Nutrition: Per serving (10)

  • kcal424
  • fat33g
  • saturates20g
  • carbs18g
  • sugars2g
  • fibre3g
  • protein12g
  • salt0.57g

Method

  • step 1

    For the pastry, tip the flour, butter, parmesan and thyme leaves into a food processor, and blitz to fine crumbs. (Or, tip into a bowl and rub together using your fingertips.) Pour 2 tbsp water into the food processor and blitz (or stir in) until the mixture is starting to clump together. Add a splash more water if needed, 1 tsp at a time, to bring it together. Form into a ball using your hands, then flatten into a rough disc. Cover and chill for at least 30 mins. Will keep chilled for up to two days.

  • step 2

    Roll the pastry out on a lightly floured surface into a 25-30cm circle that’s about ½cm thick.

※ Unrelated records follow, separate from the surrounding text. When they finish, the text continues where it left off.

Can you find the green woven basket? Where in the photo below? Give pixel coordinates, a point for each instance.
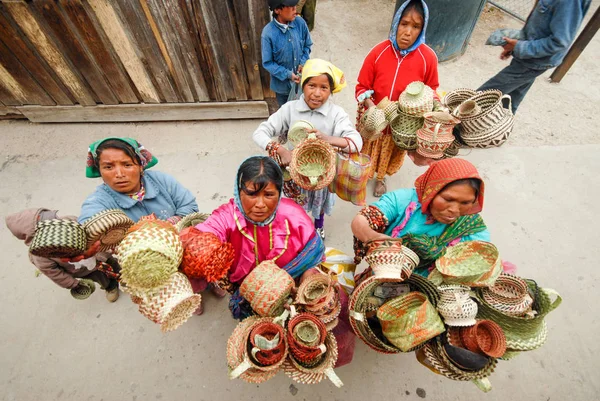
(84, 290)
(58, 238)
(359, 305)
(410, 320)
(191, 220)
(523, 334)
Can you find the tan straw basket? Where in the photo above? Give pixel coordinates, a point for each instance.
(454, 98)
(404, 130)
(109, 227)
(373, 122)
(267, 288)
(313, 164)
(315, 374)
(417, 99)
(149, 256)
(172, 304)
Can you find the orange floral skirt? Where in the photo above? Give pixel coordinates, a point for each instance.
(386, 157)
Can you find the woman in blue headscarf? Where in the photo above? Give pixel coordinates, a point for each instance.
(388, 68)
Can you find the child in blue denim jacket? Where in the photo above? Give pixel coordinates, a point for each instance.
(286, 44)
(547, 35)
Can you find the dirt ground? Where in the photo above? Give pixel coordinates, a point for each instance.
(541, 191)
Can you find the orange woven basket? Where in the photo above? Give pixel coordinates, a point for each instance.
(485, 337)
(205, 256)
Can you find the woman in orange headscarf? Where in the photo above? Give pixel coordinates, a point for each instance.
(442, 210)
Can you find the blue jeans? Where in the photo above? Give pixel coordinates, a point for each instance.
(514, 80)
(281, 98)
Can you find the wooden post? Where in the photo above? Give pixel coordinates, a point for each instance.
(580, 43)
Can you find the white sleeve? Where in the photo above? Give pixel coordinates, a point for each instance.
(345, 128)
(275, 125)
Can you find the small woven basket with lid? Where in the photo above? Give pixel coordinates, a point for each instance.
(509, 295)
(109, 227)
(58, 238)
(313, 164)
(390, 260)
(485, 337)
(404, 130)
(316, 373)
(456, 305)
(170, 305)
(267, 288)
(372, 123)
(239, 353)
(417, 99)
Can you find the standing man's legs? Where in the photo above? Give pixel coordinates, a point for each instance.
(514, 80)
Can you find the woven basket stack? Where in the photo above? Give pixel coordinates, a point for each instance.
(303, 345)
(485, 121)
(460, 320)
(150, 255)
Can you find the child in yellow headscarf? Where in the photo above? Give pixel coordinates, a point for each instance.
(331, 123)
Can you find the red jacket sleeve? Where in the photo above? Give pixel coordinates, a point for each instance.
(366, 76)
(431, 74)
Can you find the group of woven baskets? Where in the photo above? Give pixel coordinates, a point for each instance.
(480, 119)
(150, 253)
(485, 122)
(157, 260)
(288, 332)
(460, 320)
(65, 238)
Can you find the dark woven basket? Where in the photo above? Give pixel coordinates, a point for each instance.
(58, 238)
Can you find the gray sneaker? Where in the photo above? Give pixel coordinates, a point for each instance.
(321, 232)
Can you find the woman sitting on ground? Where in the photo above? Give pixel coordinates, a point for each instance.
(262, 226)
(442, 210)
(122, 165)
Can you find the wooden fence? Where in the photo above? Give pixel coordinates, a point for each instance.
(106, 53)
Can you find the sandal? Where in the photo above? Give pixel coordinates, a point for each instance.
(380, 188)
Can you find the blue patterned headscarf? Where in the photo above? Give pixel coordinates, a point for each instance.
(420, 39)
(238, 201)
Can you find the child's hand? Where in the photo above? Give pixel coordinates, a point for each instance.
(91, 251)
(286, 155)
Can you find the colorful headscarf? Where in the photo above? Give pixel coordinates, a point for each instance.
(315, 67)
(394, 30)
(238, 200)
(443, 173)
(146, 158)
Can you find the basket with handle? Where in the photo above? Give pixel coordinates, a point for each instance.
(454, 98)
(404, 130)
(313, 164)
(352, 175)
(372, 123)
(433, 143)
(416, 99)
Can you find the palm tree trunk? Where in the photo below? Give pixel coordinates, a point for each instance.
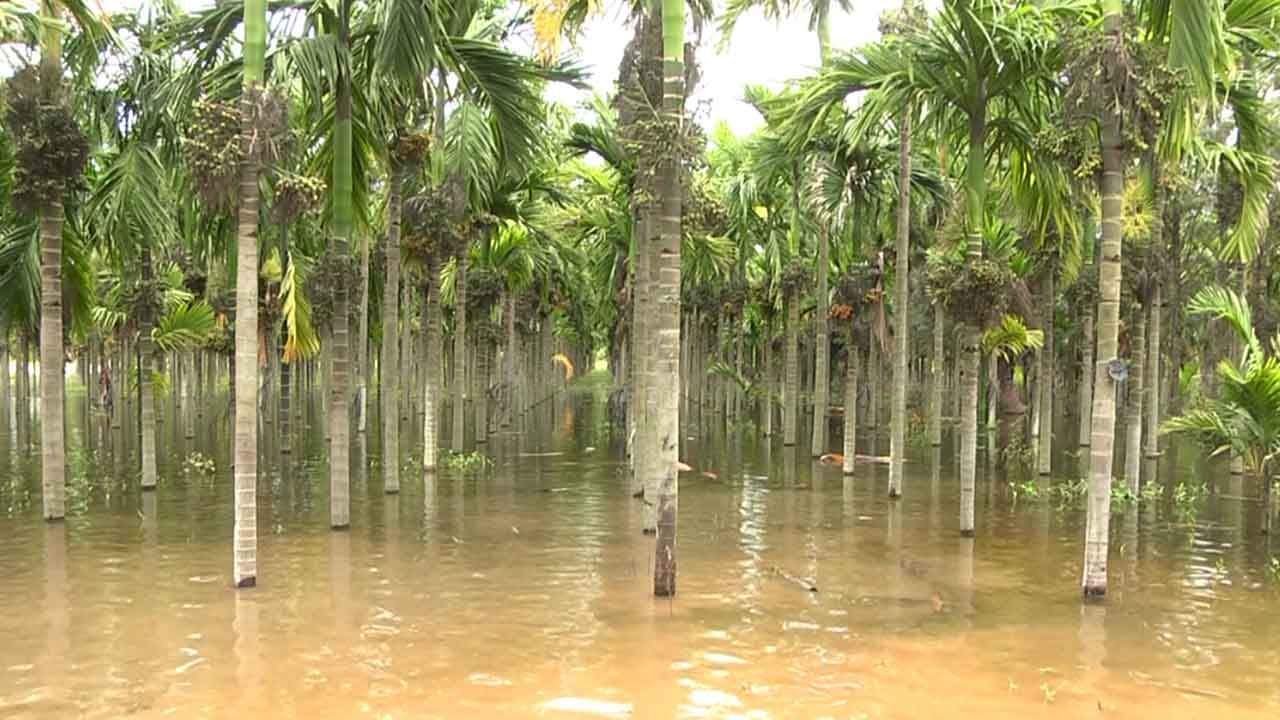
(460, 343)
(937, 376)
(1045, 383)
(874, 364)
(968, 429)
(1098, 519)
(667, 309)
(481, 396)
(362, 356)
(791, 369)
(430, 393)
(822, 349)
(388, 386)
(245, 546)
(850, 446)
(1087, 370)
(901, 299)
(1133, 396)
(1153, 379)
(51, 376)
(146, 367)
(4, 377)
(343, 214)
(976, 191)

Use to line a 20cm fluted tin, pressing it into the base and up the side, leaving any excess pastry overhanging the rim. Chill for at least 30 mins or up to 1 hr.

  • step 3

    Meanwhile, for the filling, heat the butter and oil in a frying pan over a medium heat and cook the leeks, shallots and thyme with a pinch of salt for 30 mins until completely soft and slightly caramelised. Spread out on a plate to cool. Tip the grated cheese into a jug, and whisk in the eggs and cream. Season well, then mix in the cooled leeks.

  • step 4

    Heat the oven to 200C/180C fan/gas 6. Scrunch up a piece of baking parchment and use it to line the chilled pastry base. Fill with baking beans and bake for 15-20 mins until the base is golden and lightly sandy to the touch. Remove the baking beans and parchment and prick the base all over using a fork. Bake for 5-10 mins more until golden brown.

  • step 5

    Put the pastry case on a baking tray and reduce the oven to 190C/ 170C fan/gas 5. Carefully pour in the filling and bake for 25-30 mins until golden with a slightly wobble in the middle. Leave to cool for 20 mins. Scatter over some thyme leaves and slice to serve.

Recipe tip

If you don’t want to make your own pastry, you can use a sheet of shop-bought shortcrust pastry.